The EU began on Tuesday the 18-month process that could lead to the temporary suspension of Cambodia's duty-free trading access to the EU market under the Everything But Arms (EBA) scheme due to concerns over human rights and labor rights.
The Ministry of Commerce issued a statement late on Tuesday, saying that it has canceled the Export Management Fee (EMF) charges, meaning that local exporters are no longer required to pay for a certificate of origin (CO).
Also, the exporters are not required to apply for a CO if it is not required by authorities in the destination country.
Previously, applying for a CO for garment products under 2,000 pieces or footwear under 200 pairs cost up to 23 U.S. dollars, according to a price table posted on the ministry's website.
The statement said the ministry has also pulled out the Cambodia Import Export Inspection and Fraud Repression (CamControl) unit from all border checkpoints to facilitate trade across the borders.

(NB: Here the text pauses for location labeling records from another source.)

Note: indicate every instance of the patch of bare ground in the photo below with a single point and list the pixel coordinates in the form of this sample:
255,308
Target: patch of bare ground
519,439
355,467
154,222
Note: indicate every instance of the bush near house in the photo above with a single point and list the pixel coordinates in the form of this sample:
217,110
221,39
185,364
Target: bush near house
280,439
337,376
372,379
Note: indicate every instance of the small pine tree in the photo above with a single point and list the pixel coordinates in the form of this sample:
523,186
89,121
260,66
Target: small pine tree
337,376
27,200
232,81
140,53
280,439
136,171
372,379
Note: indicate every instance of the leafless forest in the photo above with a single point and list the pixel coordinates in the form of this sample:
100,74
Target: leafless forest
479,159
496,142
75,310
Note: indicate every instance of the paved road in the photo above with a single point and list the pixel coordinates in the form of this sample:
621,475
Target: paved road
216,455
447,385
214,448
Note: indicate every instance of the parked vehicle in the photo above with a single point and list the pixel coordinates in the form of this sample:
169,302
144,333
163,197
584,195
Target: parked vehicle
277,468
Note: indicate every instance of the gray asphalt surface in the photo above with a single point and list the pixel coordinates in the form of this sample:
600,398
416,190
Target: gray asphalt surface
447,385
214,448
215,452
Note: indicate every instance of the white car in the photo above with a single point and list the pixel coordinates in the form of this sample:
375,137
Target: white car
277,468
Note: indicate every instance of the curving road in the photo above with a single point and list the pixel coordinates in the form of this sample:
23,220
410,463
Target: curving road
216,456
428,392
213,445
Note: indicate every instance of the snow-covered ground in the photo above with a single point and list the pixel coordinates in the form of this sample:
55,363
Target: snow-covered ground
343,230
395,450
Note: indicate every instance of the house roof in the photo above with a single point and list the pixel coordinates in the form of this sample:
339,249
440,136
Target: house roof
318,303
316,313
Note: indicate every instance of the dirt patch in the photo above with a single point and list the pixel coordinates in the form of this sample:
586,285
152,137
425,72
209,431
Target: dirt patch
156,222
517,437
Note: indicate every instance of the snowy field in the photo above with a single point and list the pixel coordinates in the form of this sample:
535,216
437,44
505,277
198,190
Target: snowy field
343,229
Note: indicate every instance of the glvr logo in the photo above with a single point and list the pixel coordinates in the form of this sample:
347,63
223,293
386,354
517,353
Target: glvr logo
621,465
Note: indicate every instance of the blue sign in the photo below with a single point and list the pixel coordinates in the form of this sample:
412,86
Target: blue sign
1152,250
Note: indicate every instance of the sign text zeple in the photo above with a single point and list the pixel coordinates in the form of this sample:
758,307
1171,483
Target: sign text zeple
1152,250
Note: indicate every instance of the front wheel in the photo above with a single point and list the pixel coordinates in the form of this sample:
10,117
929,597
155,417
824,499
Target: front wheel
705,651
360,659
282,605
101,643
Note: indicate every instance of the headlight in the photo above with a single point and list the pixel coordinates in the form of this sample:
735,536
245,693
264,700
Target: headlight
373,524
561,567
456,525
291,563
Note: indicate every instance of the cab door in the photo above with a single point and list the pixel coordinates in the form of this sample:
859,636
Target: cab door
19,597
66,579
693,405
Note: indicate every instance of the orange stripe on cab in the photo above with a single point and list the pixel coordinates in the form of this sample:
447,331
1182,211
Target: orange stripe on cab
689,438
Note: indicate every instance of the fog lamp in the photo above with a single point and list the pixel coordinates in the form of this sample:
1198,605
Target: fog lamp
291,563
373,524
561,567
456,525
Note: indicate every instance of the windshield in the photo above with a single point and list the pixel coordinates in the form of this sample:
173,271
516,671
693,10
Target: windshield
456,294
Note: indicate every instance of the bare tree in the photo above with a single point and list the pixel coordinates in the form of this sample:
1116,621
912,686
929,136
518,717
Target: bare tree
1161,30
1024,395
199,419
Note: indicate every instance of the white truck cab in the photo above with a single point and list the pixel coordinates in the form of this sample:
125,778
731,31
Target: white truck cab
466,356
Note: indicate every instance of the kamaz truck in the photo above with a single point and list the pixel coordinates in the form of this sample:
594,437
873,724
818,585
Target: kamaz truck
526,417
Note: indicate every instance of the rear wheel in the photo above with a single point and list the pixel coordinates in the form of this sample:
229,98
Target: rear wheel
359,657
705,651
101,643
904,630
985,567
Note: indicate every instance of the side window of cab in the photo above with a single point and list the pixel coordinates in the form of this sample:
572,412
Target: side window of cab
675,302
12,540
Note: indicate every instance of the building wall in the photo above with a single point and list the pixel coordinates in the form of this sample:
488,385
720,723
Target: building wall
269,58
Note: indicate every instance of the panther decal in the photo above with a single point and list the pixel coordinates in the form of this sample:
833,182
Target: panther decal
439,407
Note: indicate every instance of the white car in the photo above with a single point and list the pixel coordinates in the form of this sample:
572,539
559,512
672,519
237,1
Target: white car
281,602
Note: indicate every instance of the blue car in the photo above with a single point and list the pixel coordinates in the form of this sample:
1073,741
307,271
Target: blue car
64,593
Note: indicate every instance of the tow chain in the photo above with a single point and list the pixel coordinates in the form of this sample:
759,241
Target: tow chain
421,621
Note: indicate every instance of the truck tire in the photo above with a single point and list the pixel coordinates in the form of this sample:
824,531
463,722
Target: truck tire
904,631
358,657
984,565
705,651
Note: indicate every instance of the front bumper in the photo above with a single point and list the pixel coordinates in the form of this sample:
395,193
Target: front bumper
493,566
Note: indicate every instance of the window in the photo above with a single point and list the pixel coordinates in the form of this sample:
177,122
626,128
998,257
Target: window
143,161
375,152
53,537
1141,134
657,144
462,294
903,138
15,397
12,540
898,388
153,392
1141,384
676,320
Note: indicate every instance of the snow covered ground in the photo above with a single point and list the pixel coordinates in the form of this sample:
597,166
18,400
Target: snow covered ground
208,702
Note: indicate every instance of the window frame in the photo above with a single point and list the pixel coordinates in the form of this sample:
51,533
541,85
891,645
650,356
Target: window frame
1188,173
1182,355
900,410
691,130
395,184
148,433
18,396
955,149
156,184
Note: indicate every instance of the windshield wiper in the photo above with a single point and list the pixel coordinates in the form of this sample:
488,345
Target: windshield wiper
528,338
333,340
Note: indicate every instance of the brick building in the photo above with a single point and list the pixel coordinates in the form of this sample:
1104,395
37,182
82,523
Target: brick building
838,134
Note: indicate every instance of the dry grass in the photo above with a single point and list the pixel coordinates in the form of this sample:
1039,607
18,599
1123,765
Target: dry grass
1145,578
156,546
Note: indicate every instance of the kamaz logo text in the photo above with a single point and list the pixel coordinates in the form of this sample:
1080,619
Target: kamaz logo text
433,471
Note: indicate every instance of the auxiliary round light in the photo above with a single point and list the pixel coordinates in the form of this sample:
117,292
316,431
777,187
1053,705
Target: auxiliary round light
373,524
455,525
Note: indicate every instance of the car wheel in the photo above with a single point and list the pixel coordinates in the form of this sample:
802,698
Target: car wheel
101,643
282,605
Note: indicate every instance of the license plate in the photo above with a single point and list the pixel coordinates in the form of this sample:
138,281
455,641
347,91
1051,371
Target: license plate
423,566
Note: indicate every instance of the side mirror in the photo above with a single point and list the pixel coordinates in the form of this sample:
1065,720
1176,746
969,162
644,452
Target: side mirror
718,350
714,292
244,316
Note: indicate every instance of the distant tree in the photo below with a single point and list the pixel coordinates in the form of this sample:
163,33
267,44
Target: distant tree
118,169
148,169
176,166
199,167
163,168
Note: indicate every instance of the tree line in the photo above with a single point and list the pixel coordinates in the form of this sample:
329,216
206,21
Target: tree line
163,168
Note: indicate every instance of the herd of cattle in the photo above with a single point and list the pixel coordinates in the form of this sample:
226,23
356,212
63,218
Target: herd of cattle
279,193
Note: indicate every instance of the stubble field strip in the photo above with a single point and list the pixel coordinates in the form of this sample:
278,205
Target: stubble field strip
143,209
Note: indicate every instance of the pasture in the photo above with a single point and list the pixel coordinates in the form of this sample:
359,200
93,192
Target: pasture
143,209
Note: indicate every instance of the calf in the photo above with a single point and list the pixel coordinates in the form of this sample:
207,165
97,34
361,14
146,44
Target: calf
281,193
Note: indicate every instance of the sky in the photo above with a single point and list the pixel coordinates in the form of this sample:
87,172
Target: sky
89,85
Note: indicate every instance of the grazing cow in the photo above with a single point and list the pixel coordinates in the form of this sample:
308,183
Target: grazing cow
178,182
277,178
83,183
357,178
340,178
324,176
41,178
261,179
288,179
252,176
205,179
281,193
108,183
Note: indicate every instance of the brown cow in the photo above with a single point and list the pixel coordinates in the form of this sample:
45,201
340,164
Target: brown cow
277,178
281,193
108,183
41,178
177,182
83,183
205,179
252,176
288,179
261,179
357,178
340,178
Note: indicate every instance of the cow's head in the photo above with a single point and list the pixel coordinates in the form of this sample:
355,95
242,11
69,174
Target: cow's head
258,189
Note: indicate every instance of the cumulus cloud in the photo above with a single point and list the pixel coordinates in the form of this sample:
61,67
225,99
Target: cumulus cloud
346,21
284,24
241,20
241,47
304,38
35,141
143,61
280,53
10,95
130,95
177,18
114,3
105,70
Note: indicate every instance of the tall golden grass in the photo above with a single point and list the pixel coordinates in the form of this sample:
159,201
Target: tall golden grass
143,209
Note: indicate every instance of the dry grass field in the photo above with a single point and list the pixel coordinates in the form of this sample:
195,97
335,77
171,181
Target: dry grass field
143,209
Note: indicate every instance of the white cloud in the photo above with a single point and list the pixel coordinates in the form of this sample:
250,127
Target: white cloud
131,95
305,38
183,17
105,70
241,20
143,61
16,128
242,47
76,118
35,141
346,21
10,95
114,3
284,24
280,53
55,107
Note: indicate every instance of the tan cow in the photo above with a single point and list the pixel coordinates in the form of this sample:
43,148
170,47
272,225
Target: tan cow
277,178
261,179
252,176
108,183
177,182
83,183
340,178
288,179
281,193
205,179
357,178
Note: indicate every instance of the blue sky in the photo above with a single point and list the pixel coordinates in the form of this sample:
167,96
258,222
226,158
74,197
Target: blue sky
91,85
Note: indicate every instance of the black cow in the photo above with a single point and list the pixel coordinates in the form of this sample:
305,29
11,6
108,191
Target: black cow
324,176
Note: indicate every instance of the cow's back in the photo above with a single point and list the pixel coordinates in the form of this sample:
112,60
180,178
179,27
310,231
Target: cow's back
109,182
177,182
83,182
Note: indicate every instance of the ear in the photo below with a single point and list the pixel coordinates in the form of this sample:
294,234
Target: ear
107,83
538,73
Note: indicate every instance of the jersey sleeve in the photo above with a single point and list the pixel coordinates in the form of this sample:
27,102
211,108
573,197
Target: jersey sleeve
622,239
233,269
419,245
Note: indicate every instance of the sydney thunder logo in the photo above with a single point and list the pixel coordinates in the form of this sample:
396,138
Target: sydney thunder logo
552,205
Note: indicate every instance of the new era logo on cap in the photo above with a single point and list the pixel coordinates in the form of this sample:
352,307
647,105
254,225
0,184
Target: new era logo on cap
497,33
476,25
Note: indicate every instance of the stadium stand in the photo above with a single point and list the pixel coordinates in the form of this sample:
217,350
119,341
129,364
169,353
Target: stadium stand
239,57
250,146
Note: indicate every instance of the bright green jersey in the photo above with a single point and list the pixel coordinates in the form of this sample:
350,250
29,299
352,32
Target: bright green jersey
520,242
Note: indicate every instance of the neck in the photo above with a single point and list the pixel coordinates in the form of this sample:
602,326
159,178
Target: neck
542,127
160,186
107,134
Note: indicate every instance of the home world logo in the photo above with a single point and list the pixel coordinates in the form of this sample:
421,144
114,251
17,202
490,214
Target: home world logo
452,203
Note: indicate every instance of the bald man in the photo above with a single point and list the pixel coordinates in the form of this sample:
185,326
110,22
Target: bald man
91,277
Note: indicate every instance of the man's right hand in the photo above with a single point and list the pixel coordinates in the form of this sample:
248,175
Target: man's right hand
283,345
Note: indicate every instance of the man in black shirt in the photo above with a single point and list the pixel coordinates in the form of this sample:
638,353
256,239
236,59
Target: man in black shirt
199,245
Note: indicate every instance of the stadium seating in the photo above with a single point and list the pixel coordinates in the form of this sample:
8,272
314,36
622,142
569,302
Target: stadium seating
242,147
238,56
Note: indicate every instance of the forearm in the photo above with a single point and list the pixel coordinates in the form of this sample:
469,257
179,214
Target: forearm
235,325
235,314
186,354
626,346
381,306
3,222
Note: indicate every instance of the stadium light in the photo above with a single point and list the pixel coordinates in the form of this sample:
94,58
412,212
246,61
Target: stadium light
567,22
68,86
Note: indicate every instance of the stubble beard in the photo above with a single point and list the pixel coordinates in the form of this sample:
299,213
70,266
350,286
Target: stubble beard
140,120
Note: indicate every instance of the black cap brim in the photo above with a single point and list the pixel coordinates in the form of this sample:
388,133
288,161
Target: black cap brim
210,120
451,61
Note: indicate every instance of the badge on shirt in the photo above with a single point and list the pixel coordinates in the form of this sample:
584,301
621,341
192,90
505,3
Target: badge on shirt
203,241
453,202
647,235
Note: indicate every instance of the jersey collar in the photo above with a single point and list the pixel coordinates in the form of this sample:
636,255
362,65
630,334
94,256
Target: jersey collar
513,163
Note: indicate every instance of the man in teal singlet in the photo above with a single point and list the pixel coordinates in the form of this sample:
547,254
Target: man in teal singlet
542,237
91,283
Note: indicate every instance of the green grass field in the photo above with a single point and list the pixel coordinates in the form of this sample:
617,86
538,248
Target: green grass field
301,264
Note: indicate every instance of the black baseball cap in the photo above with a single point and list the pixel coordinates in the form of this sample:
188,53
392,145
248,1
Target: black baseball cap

"These supporting measures will make the state lose multimillion U.S. dollars annually," the statement said.
Besides, ministries and institutions concerned have also worked to reduce production costs and transportation fees as well as to slash electricity tariffs, the statement said.
Cambodian Prime Minister Samdech Techo Hun Sen said in a Facebook post on Wednesday that the country has now stood up by itself and must continue to move forward with hope and confidence.
The prime minister said last month that the country still survives if the EU withdraws trade preferences from the kingdom.
To facilitate import and export activities, he said he decided to keep only two institutions, the immigration and the customs at all border checkpoints.
He said the government would also lower the fees on inspection of goods by scanning machines and the fees for getting customs papers stamped.
The Garment Manufacturers Association in Cambodia (GMAC) said on Monday that a suspension of EBA would increase tariffs by 12 percent in the garment sector and by 8 to 17 percent for footwear.